Uterine carcinosarcoma is difficult to treat and the treatment method is controversial. Depending on the patient's case, radiotherapy or chemotherapy is performed [7]. This patient had pelvic bone and lymph node metastasis of uterine carcinosarcoma; therefore, concurrent chemoradiation therapy was performed. At present, the progression of uterine carcinosarcoma among the 3 cancers seems to be the most important determinant for the prognosis of the patient.

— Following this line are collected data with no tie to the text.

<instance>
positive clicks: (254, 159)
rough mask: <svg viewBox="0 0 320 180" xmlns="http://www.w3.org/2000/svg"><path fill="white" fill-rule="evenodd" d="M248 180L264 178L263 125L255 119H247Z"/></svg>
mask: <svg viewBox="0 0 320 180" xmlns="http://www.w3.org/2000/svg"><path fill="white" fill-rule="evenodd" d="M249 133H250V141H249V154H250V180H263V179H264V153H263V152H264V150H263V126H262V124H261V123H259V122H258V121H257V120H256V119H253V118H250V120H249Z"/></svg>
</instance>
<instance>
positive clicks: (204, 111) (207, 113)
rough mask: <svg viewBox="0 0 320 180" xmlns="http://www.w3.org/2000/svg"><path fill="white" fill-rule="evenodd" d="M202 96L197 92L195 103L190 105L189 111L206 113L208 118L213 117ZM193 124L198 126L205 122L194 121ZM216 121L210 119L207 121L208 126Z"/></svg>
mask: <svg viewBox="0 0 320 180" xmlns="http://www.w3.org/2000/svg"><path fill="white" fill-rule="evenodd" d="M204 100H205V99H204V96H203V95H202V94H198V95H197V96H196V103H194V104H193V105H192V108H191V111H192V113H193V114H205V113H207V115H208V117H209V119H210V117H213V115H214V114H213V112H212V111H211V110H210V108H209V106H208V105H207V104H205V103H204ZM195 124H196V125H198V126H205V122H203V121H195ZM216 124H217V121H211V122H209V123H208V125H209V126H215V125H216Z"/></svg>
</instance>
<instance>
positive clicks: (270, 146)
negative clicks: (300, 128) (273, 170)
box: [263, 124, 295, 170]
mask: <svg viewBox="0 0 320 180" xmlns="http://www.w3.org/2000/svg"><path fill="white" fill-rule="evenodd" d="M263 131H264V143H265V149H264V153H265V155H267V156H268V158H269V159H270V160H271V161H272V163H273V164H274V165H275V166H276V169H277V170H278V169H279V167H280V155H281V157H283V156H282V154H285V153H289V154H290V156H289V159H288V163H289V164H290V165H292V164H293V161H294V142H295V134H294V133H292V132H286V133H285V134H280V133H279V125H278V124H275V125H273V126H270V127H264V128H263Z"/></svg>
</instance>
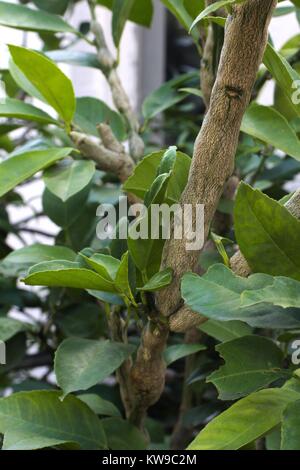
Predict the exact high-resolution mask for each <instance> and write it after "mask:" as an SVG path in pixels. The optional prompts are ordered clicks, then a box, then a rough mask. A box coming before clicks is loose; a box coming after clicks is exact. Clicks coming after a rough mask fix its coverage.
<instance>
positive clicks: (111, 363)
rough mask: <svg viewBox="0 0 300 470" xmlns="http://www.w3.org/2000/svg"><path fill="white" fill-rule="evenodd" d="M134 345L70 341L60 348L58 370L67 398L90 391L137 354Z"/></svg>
mask: <svg viewBox="0 0 300 470" xmlns="http://www.w3.org/2000/svg"><path fill="white" fill-rule="evenodd" d="M134 350H135V347H134V346H131V345H126V344H122V343H113V342H111V341H94V340H89V339H82V338H68V339H66V340H64V341H63V342H62V343H61V344H60V346H59V347H58V349H57V351H56V354H55V363H54V369H55V374H56V379H57V382H58V385H59V386H60V387H61V389H62V390H63V396H64V397H65V396H66V395H68V394H69V393H71V392H74V391H78V390H88V389H89V388H91V387H92V386H93V385H95V384H97V383H99V382H102V381H103V380H104V379H106V378H107V377H108V376H110V375H111V374H112V373H113V372H115V370H116V369H118V368H119V367H120V365H121V364H122V363H123V362H124V361H125V360H126V359H127V358H128V357H129V356H130V355H131V354H132V353H133V351H134Z"/></svg>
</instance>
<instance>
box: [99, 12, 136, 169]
mask: <svg viewBox="0 0 300 470" xmlns="http://www.w3.org/2000/svg"><path fill="white" fill-rule="evenodd" d="M91 29H92V31H93V33H94V35H95V39H96V45H97V50H98V60H99V64H100V67H101V70H102V72H103V74H104V76H105V77H106V79H107V81H108V84H109V86H110V89H111V92H112V98H113V101H114V104H115V106H116V108H117V110H118V111H119V112H120V113H121V114H122V115H123V116H124V117H125V119H126V121H127V123H128V126H129V130H130V135H129V145H130V154H131V156H132V158H133V159H134V160H139V159H140V158H141V157H142V156H143V155H144V142H143V140H142V138H141V137H140V136H139V128H140V124H139V121H138V119H137V117H136V115H135V112H134V111H133V109H132V107H131V104H130V101H129V98H128V96H127V93H126V91H125V90H124V87H123V85H122V83H121V81H120V78H119V75H118V72H117V69H116V67H117V64H116V61H115V60H114V58H113V56H112V54H111V52H110V50H109V48H108V46H107V43H106V40H105V36H104V33H103V29H102V26H101V25H100V23H98V22H97V21H93V22H92V26H91Z"/></svg>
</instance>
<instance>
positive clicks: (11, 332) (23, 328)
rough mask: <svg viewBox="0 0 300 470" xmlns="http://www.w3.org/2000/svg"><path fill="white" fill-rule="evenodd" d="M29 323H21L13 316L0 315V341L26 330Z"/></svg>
mask: <svg viewBox="0 0 300 470" xmlns="http://www.w3.org/2000/svg"><path fill="white" fill-rule="evenodd" d="M29 328H30V325H28V324H26V323H22V322H20V321H18V320H15V319H14V318H9V317H1V316H0V341H8V340H9V339H11V338H12V337H13V336H15V335H17V334H18V333H20V332H22V331H26V330H28V329H29Z"/></svg>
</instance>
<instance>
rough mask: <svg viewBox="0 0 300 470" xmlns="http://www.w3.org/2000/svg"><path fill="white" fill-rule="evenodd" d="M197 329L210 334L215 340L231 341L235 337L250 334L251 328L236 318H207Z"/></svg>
mask: <svg viewBox="0 0 300 470" xmlns="http://www.w3.org/2000/svg"><path fill="white" fill-rule="evenodd" d="M199 329H200V330H201V331H203V332H204V333H206V334H207V335H208V336H212V337H213V338H215V339H216V340H217V341H221V342H222V343H223V342H224V341H231V340H232V339H235V338H241V337H242V336H246V335H250V334H251V332H252V328H250V326H249V325H247V324H246V323H243V322H241V321H238V320H232V321H226V322H224V321H217V320H208V321H206V322H205V323H203V324H202V325H200V326H199Z"/></svg>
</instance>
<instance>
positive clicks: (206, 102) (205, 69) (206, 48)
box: [200, 0, 225, 108]
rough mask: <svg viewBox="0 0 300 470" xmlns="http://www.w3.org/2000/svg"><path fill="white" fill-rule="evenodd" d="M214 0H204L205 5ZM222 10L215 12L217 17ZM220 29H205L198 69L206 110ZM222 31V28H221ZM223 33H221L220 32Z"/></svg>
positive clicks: (213, 85)
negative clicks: (204, 41) (204, 32)
mask: <svg viewBox="0 0 300 470" xmlns="http://www.w3.org/2000/svg"><path fill="white" fill-rule="evenodd" d="M215 2H216V0H206V2H205V5H206V6H207V7H208V6H210V5H211V4H213V3H215ZM223 13H225V12H223V10H220V11H219V10H218V11H217V12H216V15H217V16H219V15H220V16H222V15H223ZM220 30H221V27H220V26H218V25H215V24H213V23H212V24H210V25H209V26H208V28H207V36H206V41H205V45H204V49H203V56H202V59H201V67H200V83H201V91H202V93H203V100H204V103H205V105H206V108H208V106H209V102H210V97H211V93H212V89H213V86H214V83H215V79H216V73H217V61H218V59H219V57H217V56H218V51H217V50H216V49H217V37H218V33H219V32H220ZM222 30H223V28H222ZM222 33H223V31H222Z"/></svg>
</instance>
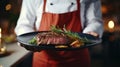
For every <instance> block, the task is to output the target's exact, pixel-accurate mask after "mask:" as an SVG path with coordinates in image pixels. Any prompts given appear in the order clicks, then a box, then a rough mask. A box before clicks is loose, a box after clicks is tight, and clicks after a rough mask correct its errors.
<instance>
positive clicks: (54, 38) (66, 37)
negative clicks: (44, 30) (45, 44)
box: [36, 32, 72, 45]
mask: <svg viewBox="0 0 120 67" xmlns="http://www.w3.org/2000/svg"><path fill="white" fill-rule="evenodd" d="M36 40H37V44H38V45H40V44H52V45H67V44H70V43H71V42H72V39H70V38H69V37H68V36H66V35H65V34H63V33H55V32H43V33H38V34H37V36H36Z"/></svg>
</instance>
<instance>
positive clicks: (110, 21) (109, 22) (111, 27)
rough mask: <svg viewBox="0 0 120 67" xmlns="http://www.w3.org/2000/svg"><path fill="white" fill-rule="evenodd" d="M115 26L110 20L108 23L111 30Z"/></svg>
mask: <svg viewBox="0 0 120 67" xmlns="http://www.w3.org/2000/svg"><path fill="white" fill-rule="evenodd" d="M114 26H115V24H114V21H112V20H110V21H109V22H108V27H109V28H110V29H113V28H114Z"/></svg>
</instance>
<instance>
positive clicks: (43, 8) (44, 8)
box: [43, 0, 46, 12]
mask: <svg viewBox="0 0 120 67" xmlns="http://www.w3.org/2000/svg"><path fill="white" fill-rule="evenodd" d="M45 7H46V0H44V5H43V12H45Z"/></svg>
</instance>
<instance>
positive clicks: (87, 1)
mask: <svg viewBox="0 0 120 67" xmlns="http://www.w3.org/2000/svg"><path fill="white" fill-rule="evenodd" d="M51 2H52V3H53V5H51V6H50V3H51ZM71 2H73V3H74V5H71ZM43 3H44V0H23V3H22V8H21V13H20V17H19V19H18V22H17V26H16V28H15V32H16V34H17V35H20V34H23V33H28V32H33V31H35V28H36V29H39V25H40V21H41V17H42V13H43ZM80 4H81V5H80V7H81V11H80V12H81V21H82V22H81V23H82V28H83V33H87V32H89V31H94V32H96V33H98V34H99V35H100V37H101V36H102V33H103V23H102V16H101V10H100V9H101V8H100V7H101V2H100V0H80ZM46 5H47V6H46V9H45V10H46V12H51V13H57V14H61V13H66V12H72V11H75V10H76V8H77V7H76V0H47V4H46ZM68 7H69V8H68ZM67 8H68V9H67ZM34 26H35V28H34Z"/></svg>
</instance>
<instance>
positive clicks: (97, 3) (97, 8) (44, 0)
mask: <svg viewBox="0 0 120 67" xmlns="http://www.w3.org/2000/svg"><path fill="white" fill-rule="evenodd" d="M100 7H101V2H100V0H23V2H22V8H21V12H20V16H19V19H18V22H17V25H16V28H15V32H16V34H17V35H21V34H23V33H28V32H34V31H49V30H50V26H51V25H55V26H59V27H60V28H63V27H64V25H65V26H66V28H67V29H68V30H71V31H73V32H82V33H87V34H90V35H93V36H95V37H99V38H101V37H102V33H103V23H102V16H101V10H100ZM32 66H33V67H90V55H89V51H88V48H84V49H80V50H73V51H55V50H41V51H40V52H34V55H33V64H32Z"/></svg>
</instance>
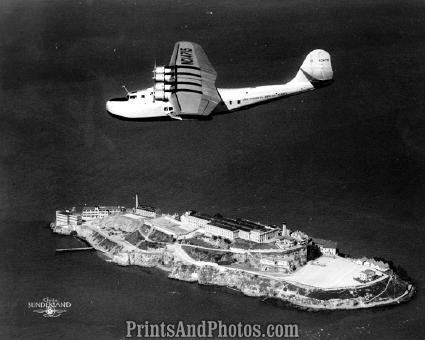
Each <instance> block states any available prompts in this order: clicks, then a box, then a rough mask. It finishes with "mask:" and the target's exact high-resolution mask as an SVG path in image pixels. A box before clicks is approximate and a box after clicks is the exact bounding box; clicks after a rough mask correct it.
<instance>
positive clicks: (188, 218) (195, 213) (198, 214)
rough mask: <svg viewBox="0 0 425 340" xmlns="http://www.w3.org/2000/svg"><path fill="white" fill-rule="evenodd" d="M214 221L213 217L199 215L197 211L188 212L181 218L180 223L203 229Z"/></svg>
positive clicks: (204, 215)
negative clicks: (211, 222)
mask: <svg viewBox="0 0 425 340" xmlns="http://www.w3.org/2000/svg"><path fill="white" fill-rule="evenodd" d="M211 220H212V217H211V216H209V215H207V214H203V213H198V212H196V211H186V212H185V213H184V214H183V215H181V216H180V221H182V223H185V224H189V225H192V226H194V227H197V228H201V227H203V226H204V225H206V224H207V223H209V222H210V221H211Z"/></svg>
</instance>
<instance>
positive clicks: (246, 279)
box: [54, 229, 415, 311]
mask: <svg viewBox="0 0 425 340" xmlns="http://www.w3.org/2000/svg"><path fill="white" fill-rule="evenodd" d="M54 231H55V232H57V233H59V234H64V233H63V232H60V231H59V230H54ZM75 236H77V237H78V238H80V239H82V240H84V241H85V242H87V243H89V244H90V245H91V246H93V247H94V248H95V249H96V250H98V251H100V252H102V253H103V254H105V255H106V256H107V257H108V259H109V261H110V262H113V263H116V264H119V265H125V266H127V265H137V266H141V267H150V268H152V267H155V268H158V269H161V270H163V271H166V272H168V277H169V278H171V279H176V280H181V281H187V282H193V283H195V282H196V283H198V284H201V285H216V286H222V287H227V288H230V289H233V290H237V291H240V292H241V293H242V294H244V295H246V296H250V297H257V298H262V299H264V300H276V301H279V302H283V303H284V304H289V305H291V306H294V307H296V308H301V309H303V310H307V311H319V310H349V309H359V308H370V307H375V306H387V305H393V304H399V303H401V302H404V301H408V300H410V299H411V298H412V297H413V295H414V294H415V288H414V287H413V285H412V284H410V283H408V282H407V281H404V280H402V279H401V278H400V277H399V276H398V275H397V274H396V273H394V272H393V273H392V274H391V275H389V276H388V277H386V278H384V279H382V280H379V281H377V282H374V283H371V284H365V285H362V286H358V287H355V288H353V287H351V288H348V287H347V288H338V289H321V288H318V287H306V286H305V285H297V284H296V283H294V282H289V281H286V280H284V279H282V278H272V277H269V276H265V275H261V274H256V273H253V272H249V271H246V270H243V269H237V268H234V267H229V266H225V265H218V264H216V263H209V262H201V261H191V262H187V261H182V259H181V258H180V257H179V256H176V253H175V249H173V248H172V247H169V246H163V247H159V248H157V249H147V250H141V249H139V248H137V247H133V248H131V249H128V248H125V247H123V246H122V245H121V244H120V242H114V241H112V240H111V239H109V238H105V235H102V234H100V233H99V232H98V231H94V230H84V229H80V230H79V232H78V233H76V235H75Z"/></svg>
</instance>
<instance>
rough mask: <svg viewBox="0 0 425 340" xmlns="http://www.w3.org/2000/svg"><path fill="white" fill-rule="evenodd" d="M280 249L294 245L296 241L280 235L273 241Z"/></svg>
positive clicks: (292, 239)
mask: <svg viewBox="0 0 425 340" xmlns="http://www.w3.org/2000/svg"><path fill="white" fill-rule="evenodd" d="M275 244H276V246H278V247H279V248H280V249H285V248H291V247H293V246H295V245H296V242H295V240H294V239H293V238H291V237H282V238H280V239H278V240H276V242H275Z"/></svg>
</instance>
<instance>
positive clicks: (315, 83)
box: [294, 50, 333, 87]
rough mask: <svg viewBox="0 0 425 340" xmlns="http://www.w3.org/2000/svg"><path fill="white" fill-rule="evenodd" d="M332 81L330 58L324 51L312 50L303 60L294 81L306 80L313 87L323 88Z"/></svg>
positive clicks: (331, 71)
mask: <svg viewBox="0 0 425 340" xmlns="http://www.w3.org/2000/svg"><path fill="white" fill-rule="evenodd" d="M332 79H333V70H332V64H331V56H330V54H329V53H328V52H326V51H324V50H313V51H311V52H310V53H309V54H308V55H307V57H306V58H305V59H304V62H303V63H302V65H301V67H300V70H299V71H298V73H297V76H296V77H295V79H294V80H299V81H301V80H303V81H305V80H308V81H309V82H310V83H311V84H312V85H313V86H314V87H318V86H323V85H326V84H328V83H329V82H331V81H332Z"/></svg>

In summary, a rare case of synchronous uterine carcinosarcoma, breast cancer, and colon cancer has been reported. Some environmental, molecular, and genetic factors may be associated with this case. By studying these cases, we would better understand the pathophysiology of these cancers.

Statement of Ethics

The authors have no ethical conflicts to disclose.

Disclosure Statement

No potential conflicts of interest relevant to this article were reported.